Caixin Chinese Joins Trend of Western Subscriber Model

Caixin Media’s main Chinese-language service is setting a trend as the nation’s first major media to try a subscription model, hoping to follow in the steps of major Western publications like the New York Times in search of a new business model for the 21st century.

Industry observers applauded the effort, as China attempts to shed its image as a land of copycats and become a country with a stronger respect for copyrights and intellectual property. But they also pointed out that Caixin Chinese, a sister publication of Caixin Global, could face more difficulties winning subscribers than its Western peers due to the nation’s rampant copyright violations.

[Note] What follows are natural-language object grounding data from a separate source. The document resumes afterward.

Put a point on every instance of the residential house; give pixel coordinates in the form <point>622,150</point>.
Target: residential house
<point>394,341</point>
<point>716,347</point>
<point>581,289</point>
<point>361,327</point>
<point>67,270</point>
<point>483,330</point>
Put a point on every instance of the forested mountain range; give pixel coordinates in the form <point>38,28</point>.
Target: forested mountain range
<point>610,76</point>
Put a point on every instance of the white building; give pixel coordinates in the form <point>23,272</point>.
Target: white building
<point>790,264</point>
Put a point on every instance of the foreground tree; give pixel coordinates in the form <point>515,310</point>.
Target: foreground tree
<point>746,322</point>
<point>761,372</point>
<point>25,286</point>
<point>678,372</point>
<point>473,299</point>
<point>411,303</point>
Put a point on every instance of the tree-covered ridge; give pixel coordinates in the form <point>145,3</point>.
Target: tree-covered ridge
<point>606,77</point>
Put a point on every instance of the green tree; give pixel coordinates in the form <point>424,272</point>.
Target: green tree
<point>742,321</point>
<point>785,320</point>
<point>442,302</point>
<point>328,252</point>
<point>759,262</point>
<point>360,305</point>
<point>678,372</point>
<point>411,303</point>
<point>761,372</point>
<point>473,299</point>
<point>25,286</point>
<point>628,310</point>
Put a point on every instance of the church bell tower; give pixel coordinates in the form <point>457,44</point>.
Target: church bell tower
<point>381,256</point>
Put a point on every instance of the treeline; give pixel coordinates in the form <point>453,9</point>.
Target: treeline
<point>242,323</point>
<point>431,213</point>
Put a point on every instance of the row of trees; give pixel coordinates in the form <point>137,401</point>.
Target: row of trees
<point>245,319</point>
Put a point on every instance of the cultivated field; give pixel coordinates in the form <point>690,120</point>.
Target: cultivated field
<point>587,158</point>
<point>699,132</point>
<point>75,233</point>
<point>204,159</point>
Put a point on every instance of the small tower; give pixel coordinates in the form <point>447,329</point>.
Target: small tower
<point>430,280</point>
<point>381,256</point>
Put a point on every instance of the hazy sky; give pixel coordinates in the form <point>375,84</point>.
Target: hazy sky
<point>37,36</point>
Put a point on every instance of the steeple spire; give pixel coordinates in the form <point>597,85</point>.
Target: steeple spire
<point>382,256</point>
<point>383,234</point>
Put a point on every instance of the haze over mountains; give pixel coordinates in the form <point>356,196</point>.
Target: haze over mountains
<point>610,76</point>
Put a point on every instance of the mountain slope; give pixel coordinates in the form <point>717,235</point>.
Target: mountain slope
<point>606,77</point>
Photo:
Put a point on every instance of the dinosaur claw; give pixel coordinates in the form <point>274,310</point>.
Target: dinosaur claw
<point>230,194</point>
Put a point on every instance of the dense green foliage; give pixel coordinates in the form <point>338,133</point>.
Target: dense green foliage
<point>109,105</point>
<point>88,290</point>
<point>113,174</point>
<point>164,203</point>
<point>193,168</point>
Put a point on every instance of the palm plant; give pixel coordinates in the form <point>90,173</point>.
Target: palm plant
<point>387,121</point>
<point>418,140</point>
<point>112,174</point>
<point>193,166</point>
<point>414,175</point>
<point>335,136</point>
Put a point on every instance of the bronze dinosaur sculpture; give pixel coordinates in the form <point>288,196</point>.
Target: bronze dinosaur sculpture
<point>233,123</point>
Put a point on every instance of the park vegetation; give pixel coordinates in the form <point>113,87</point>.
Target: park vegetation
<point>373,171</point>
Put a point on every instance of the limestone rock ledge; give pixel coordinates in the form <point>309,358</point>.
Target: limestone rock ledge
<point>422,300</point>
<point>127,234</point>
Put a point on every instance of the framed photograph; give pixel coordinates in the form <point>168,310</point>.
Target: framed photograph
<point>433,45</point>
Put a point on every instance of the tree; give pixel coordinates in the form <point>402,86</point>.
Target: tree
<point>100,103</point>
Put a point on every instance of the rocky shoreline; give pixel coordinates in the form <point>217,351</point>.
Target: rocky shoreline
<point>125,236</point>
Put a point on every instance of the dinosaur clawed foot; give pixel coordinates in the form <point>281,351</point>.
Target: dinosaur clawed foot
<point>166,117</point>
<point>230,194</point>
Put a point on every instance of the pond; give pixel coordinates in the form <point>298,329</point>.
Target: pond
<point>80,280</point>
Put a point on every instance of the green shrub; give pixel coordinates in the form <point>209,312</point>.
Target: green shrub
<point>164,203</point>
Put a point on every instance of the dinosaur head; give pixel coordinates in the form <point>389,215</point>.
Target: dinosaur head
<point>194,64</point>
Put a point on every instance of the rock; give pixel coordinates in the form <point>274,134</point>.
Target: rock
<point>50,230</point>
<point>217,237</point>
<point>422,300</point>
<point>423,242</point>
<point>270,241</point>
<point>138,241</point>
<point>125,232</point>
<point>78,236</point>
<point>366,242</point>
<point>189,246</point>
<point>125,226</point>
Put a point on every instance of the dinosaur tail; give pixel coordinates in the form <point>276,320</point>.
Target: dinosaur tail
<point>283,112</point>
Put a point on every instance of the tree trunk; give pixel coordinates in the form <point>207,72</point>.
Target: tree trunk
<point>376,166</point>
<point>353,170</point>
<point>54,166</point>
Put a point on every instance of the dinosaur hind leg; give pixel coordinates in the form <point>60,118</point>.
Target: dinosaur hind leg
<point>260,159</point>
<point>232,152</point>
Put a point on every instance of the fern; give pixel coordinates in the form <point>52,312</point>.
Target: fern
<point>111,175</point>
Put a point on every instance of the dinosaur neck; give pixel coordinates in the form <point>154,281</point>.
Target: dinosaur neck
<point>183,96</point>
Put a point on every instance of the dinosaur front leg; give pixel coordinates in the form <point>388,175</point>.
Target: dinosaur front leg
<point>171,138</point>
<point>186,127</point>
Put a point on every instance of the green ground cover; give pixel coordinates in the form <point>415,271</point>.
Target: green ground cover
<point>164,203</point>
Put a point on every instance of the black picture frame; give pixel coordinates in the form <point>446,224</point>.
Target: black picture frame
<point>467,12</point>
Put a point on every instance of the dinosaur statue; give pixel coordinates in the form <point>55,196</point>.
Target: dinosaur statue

“I think this is a fairly risky business model for a local media company in China because Chinese consumers and businesses may not be prepared to pay money for this kind of news and information,” said Clemence Poon, director of the financial journalism program in the Journalism Department of Hong Kong Baptist University. “The New York Times, Wall Street Journal and Financial Times are different because they are renowned foreign media.”

Caixin formally rolled out its subscriber model this week, charging readers for some of its exclusive articles in plans starting at 498 yuan ($75) per year. Founded in 2009, the company has earned a reputation as one of China’s leading business publications and is known for breaking news on policy-related issues and some of China’s more-opaque major companies like Anbang Insurance Group. Caixin Global previously launched a paid subscriber service in the spring.

The company is also one of China’s most aggressive media in defending its intellectual property, and has taken on the likes of major Chinese news sites, including Sina Corp. and Sohu Inc., with legal action. With its new subscriber model, Caixin is hoping to imitate the success of Western media like the New York Times, which passed a major milestone in 2015 when it signed up its 1 millionth digital subscriber more than four years after launching the model.

“Caixin is a quality, professional news benchmark in China, and its strategy of going to a paid subscriber model is experimental and innovative,” said Zhang Zhi’an, dean of the journalism school at Sun Yat-sen University in Guangzhou. “If serious news can get returns through this kind of digital subscriber model, that would be a happy thing, representing not only demand for paid content but also a certain kind of acknowledgment from society.”

The strategy will face two major challenges, said Dou Fengchang, an associate professor in the journalism school at Fudan University in Shanghai.

“Caixin is able to put out high quality content, but will it be able to get readers to part with their money?” he said. “Second is the problem of copyright protection. In this instance, Caixin has already made its position known. But China’s internet is already a place where most things are free, and the cost of illegal copying isn’t high.”

China Business News, one of Caixin’s chief rivals, has no plans to follow suit by rolling out its own paid subscriber model, Managing Editor Yang Yudong said.

“The big issue is whether or not content alone is enough to get users to pay,” he said. “At the moment, Chinese financial media are not quite there yet, and the first goal is to significantly raise the quality of reporting.”